As it is, Air New Zealand may well hold more appeal, especially for the mum-and-dad investors the Government aims to attract. The airline industry has always had an allure despite the vast sums of money that have been lost in it, and the national flag carrier has a special place in the hearts of New Zealanders.
It has faced a multitude of problems in the past few years, including high fuel prices, landing fee increases, earthquakes in Christchurch and Japan, and discount competition. Yet it has managed to not only survive but to achieve a profitability more commonly associated with budget operators while maintaining a high standard of customer service.
A strong management team, headed by new chief executive Christopher Luxton, provides reason for confidence in the future, including a strong response to the challenge that will arise from the transtasman alliance between Qantas and Emirates, which awaits only the Transport Minister's go-ahead. Jetstar is also talking of expanding its domestic network to regional centres, flying routes that it says are a "big profit play" by Air New Zealand. Balancing these threats to some extent is the benefit that the national carrier will undoubtedly gain from the Government's $158 million boost for promoting tourism.

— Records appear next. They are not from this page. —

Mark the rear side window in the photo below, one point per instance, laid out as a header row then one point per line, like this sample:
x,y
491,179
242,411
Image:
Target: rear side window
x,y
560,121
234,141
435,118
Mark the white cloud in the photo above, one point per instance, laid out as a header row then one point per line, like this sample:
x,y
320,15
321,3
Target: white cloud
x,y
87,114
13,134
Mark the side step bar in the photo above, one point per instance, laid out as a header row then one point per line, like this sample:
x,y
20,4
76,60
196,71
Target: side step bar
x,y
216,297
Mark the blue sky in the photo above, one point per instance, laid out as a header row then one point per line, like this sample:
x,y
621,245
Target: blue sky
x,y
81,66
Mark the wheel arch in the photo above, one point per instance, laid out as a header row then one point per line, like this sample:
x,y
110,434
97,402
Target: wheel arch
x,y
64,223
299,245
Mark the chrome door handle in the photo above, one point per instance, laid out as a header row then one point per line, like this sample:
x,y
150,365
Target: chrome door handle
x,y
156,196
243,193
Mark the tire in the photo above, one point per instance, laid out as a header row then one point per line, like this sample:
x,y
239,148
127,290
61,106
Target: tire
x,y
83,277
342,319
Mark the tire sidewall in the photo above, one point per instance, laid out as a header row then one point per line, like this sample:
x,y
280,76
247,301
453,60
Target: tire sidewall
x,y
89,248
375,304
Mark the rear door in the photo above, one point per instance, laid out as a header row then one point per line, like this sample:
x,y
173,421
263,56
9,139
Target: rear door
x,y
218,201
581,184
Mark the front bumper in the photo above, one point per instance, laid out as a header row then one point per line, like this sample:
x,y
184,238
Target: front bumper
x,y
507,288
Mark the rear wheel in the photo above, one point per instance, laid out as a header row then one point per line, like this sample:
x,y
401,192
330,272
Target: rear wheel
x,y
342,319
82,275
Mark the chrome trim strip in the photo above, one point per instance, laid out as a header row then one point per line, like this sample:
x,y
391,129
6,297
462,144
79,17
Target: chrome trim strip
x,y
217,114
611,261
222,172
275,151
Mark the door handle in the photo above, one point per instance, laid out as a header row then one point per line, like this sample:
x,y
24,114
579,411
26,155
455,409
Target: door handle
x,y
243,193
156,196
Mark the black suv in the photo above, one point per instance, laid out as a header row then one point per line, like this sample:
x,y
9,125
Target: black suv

There are also practical reasons to encourage the Government to promote Air New Zealand. It is already listed on the stock exchange, so a prospectus will not be required. The selldown of the Government's 73.4 per cent stake to 51 per cent will be more straightforward than those of the power companies. There will be no repeat of the late rewriting of Mighty River's documentation.
If ever there is a time to sell shares in Air New Zealand, this appears to be it. Investors wary of the unpredictability of the airline industry may not touch it, but there is considerable appeal for mum-and-dad investors. It could offer succour as the Government licks its wounds.